Nobel Peace Prize awarded to journalists from Philippines, Russia

By The Associated Press

Oslo: Journalists Maria Russa of the Philippines and Dmitry Muratov of Russia have been awarded the Nobel Peace Prize.

He was cited for his fight for freedom of expression.

The winners were announced on Friday by Norwegian Nobel Committee chairman Berit Rees-Andersen.

Last year’s award went to the World Food Program, which was established in 1961 at the behest of US President Dwight Eisenhower to fight hunger around the world. The Rome-based UN agency was praised for seeking to end hunger as a “weapon of war and conflict”.

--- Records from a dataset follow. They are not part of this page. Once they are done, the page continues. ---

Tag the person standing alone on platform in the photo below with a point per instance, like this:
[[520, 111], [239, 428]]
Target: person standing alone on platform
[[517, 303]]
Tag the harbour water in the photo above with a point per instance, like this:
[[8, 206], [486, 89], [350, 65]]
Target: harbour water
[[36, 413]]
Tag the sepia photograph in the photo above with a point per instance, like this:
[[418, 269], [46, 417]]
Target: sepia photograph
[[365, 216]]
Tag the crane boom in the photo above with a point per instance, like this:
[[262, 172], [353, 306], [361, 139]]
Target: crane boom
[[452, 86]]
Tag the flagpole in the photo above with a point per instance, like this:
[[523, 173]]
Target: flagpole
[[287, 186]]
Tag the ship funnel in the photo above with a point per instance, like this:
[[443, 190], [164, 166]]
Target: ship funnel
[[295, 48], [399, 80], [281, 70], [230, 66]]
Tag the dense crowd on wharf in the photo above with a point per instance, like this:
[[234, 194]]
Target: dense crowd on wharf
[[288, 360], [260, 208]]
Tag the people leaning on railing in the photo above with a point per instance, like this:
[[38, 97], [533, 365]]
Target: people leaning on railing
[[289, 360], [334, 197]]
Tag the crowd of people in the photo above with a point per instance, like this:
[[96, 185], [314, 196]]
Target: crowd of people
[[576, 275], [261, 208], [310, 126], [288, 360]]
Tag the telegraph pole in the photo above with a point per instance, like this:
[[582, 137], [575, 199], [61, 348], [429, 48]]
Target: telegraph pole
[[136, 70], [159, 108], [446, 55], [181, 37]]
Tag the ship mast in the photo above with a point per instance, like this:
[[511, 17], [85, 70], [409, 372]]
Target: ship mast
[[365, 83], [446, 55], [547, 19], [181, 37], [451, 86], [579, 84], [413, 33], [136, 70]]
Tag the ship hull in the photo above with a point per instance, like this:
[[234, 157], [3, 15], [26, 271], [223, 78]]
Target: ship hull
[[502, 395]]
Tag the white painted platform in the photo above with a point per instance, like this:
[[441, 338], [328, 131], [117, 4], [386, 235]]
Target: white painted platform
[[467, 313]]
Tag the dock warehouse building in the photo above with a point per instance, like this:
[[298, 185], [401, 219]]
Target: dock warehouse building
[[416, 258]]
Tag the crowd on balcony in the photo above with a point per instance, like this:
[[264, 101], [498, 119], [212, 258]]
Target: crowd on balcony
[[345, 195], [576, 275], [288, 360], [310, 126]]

The coveted prize is accompanied by a gold medal and 10 million Swedish kronor (over $1.14 million). The prize money comes from a will left by the prize’s creator, Swedish inventor Alfred Nobel, who died in 1895.

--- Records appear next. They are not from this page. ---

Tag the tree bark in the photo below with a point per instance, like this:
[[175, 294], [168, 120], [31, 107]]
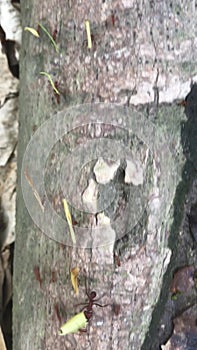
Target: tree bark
[[141, 53]]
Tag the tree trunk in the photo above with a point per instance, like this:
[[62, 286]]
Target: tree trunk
[[118, 167]]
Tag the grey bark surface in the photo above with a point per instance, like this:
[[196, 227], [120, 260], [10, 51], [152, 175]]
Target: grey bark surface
[[144, 54]]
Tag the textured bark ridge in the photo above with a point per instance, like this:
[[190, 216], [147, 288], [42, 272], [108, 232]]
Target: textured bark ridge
[[123, 164]]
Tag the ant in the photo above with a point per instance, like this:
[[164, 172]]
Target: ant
[[80, 320]]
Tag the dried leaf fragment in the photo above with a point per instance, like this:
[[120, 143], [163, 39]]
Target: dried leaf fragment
[[89, 39], [29, 179], [2, 342], [69, 220], [74, 279], [32, 31]]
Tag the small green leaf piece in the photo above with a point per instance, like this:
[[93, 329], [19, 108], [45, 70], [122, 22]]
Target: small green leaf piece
[[51, 82], [50, 37]]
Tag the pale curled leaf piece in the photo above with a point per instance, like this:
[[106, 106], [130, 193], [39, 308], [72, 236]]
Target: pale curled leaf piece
[[74, 279], [50, 37], [69, 220], [87, 26], [51, 81], [29, 179], [2, 342], [32, 31]]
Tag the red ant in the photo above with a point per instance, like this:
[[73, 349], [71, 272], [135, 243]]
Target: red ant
[[89, 305], [79, 321]]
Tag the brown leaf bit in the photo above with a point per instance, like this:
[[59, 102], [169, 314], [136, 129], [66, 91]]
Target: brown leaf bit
[[74, 279], [53, 277], [116, 309], [182, 103], [57, 312], [37, 275], [117, 260], [183, 280]]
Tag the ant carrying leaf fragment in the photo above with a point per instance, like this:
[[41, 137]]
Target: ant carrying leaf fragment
[[79, 321]]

On Monday, the Nobel committee awarded the Prize in Physiology or Medicine to Americans David Julius and Ardem Patapoutian for their discoveries about how the human body perceives temperature and touch.

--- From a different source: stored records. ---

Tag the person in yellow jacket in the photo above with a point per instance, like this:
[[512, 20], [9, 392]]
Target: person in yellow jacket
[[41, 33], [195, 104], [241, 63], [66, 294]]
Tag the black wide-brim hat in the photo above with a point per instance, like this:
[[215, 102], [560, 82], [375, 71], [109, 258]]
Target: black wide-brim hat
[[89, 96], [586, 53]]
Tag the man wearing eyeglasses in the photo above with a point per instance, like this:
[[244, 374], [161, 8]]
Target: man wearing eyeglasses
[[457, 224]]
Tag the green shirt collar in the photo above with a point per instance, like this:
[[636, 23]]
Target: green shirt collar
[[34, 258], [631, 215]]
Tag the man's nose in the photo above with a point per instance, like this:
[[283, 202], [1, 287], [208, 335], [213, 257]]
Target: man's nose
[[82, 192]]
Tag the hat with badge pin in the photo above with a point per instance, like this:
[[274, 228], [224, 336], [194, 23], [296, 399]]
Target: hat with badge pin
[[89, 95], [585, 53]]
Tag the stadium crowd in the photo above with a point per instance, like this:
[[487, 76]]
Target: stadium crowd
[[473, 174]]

The Nobel Prize in Physics was awarded Tuesday to three scientists whose work helped explain and predict the complex forces of nature, including expanding our understanding of climate change.

Benjamin List and David W.C. Macmillan were named on Wednesday as the winners of the Nobel Prize in Chemistry for finding an easy and environmentally clean way to manufacture molecules that can be used, including drugs and pesticides. can be used to form compounds.

The Nobel Prize for Literature was awarded on Thursday to Britain’s Tanzanian writer Abdulrajak Gurnah, who was recognized for his “uncompromising and compassionate admission of the effects of colonialism and the fate of a refugee”.

Still Coming Monday is the award for outstanding work in field economics.